The last census entry in which we find Elmer as a single man was the one taken in 1930. Apparently his father had died. He was living with his mother, who was called a widow, and his older brother, August. Elmer still had the same occupation.
Up to this point, we still have not seen any connection to Perry County. We will now take a look at the woman who would become his wife in the 1930’s. Her name was Viola Johanna Voepel, who was born on September 28, 1903. She was the daughter of John and Emilie (Schilling) Voepel. She was born in Palmyra, Missouri. Her parents had been married in Frohna in 1900. Her mother, Emilie, was a Perry County native, but after that marriage, the newlyweds moved to Palmyra, where John Voepel was from. The story of the Voepel marriage was mentioned in two different earlier posts on this blog. If you are interested in some background information about how the Voepel name arrived in Perry County, you can read either the post, From Johnny’s Place to Johnny’s Place, or Florida – Born Beautiful. Sometime before 1905, the Voepel family moved to Perry County, where their 2nd child, a girl named Maria, was baptized in Altenburg. We find the Voepel’s in the 1910 census living in the Brazeau Township where Viola’s father was a farmer.
Another son, Bernhard, was born in 1910. He would later be called “Johnny” Voepel and become notable in Altenburg for operating a tavern called Johnny’s Place. By the way, around here, the name Voepel is pronounced like “Fable”. When the 1920 census was taken, we see all 3 of the Veopel children in the family.
The only church record for Viola in her early life was her confirmation record. She was confirmed at Trinity Lutheran Church in Altenburg in 1917.
I was unable to find Viola in the 1930 census. I know she was not living with her parents. Since she married a man who had lived in St. Louis most of his life, I suspect Viola had gone to St. Louis to find work at some point in time and had met Elmer Quest. I looked for Viola in the St. Louis census, but failed. The only evidence I located about Elmer Quest marrying Viola Voepel was a reference to it in a St. Louis newspaper that says it took place in about 1936. I do not have a subscription to Newspapers.com, so I could not view the actual newspaper article.
It does not appear that Elmer and Viola had any children. We find just the two of them in the 1940 census, still living in St. Louis.
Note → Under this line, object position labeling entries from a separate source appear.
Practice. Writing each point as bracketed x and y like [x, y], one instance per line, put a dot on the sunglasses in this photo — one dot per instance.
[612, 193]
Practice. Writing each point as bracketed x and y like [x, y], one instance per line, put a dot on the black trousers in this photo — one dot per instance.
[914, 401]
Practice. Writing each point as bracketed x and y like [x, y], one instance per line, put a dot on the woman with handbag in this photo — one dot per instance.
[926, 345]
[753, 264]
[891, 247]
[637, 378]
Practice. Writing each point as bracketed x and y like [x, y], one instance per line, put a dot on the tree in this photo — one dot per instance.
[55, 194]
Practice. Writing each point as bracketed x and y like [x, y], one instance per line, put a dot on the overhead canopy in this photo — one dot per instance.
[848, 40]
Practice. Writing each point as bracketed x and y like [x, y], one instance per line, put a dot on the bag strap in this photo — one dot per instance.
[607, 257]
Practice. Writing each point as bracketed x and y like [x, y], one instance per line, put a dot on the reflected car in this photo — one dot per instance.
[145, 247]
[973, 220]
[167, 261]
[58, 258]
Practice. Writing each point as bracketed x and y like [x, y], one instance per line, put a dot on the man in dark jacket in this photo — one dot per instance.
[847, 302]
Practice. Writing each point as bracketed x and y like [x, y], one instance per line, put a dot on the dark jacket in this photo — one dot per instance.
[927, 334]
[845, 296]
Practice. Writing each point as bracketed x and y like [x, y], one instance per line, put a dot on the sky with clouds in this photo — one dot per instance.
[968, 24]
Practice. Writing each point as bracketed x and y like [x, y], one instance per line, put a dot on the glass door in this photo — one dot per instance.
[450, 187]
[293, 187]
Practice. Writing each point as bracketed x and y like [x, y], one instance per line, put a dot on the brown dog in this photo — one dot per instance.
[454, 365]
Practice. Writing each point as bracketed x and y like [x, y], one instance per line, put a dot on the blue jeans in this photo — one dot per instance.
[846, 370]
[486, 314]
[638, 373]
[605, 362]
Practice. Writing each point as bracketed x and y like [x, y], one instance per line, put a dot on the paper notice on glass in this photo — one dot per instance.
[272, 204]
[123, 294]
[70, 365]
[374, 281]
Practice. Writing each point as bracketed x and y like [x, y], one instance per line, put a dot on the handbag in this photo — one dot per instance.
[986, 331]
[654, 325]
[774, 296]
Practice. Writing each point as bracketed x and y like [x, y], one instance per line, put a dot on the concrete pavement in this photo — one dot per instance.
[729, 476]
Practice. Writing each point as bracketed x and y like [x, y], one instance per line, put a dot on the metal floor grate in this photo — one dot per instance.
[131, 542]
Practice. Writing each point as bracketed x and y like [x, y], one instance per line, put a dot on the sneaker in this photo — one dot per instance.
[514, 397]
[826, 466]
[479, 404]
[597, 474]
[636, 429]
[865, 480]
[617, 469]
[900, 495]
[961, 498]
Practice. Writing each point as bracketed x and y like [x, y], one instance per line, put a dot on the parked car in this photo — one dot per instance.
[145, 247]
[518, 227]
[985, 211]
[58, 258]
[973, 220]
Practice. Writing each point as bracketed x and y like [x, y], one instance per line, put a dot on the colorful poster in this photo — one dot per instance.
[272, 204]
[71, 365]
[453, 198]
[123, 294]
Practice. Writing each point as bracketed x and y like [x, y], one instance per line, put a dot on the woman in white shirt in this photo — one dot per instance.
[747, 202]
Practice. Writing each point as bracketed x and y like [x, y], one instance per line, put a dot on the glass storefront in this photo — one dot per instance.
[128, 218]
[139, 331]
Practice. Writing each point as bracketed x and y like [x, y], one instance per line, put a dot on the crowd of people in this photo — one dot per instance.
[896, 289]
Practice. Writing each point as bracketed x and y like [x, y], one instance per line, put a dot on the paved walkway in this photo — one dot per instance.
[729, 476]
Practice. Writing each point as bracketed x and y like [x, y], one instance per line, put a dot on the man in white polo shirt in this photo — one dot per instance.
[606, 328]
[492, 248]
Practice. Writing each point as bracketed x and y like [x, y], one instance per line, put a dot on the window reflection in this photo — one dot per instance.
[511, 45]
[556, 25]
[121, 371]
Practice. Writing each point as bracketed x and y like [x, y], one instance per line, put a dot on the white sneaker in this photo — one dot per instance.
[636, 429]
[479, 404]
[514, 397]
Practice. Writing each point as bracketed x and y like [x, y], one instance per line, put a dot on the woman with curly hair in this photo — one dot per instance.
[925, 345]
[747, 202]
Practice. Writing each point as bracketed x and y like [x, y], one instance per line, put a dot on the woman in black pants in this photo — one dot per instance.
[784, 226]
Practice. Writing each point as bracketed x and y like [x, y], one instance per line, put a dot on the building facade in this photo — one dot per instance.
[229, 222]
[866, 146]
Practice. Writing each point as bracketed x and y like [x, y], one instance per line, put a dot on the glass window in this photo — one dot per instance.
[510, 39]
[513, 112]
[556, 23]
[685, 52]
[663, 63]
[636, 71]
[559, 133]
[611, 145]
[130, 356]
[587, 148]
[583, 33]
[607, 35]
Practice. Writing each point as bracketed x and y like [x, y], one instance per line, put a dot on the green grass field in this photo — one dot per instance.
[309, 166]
In 1942, Elmer had his World War II draft card completed. The Equitable Life Insurance Company is once again listed as his employer.
The last census that we can view is the one taken in 1950. Elmer had a slightly different description of his job…assistant cashier for an insurance company.
Elmer Quest died in 1987 at the age of 89. A Social Security death index states that his last place of residence was Altenburg, so it appears that Elmer and Viola had moved to Perry County later in their lives.
Elmer’s death record is found in the books of Trinity, Altenburg. That document says he was living in the Lutheran Home (probably in Cape Girardeau) when he died.
Viola Quest died in 2001 at the age of 97. Her Social Security death index says her last place of residence was in Jackson, Missouri.
Viola’s death record is also in the Trinity, Altenburg books, but the records we have in our research library do not include those that are this recent. Perhaps one of our local residents, Janice Unger, who would have called these two, Uncle Elmer and Aunt Viola, could tell us more details about when this couple came to Perry County.
You have already been shown the gravestone of Elmer and Viola, but now you know how it ended up in the Trinity Lutheran Cemetery in Altenburg.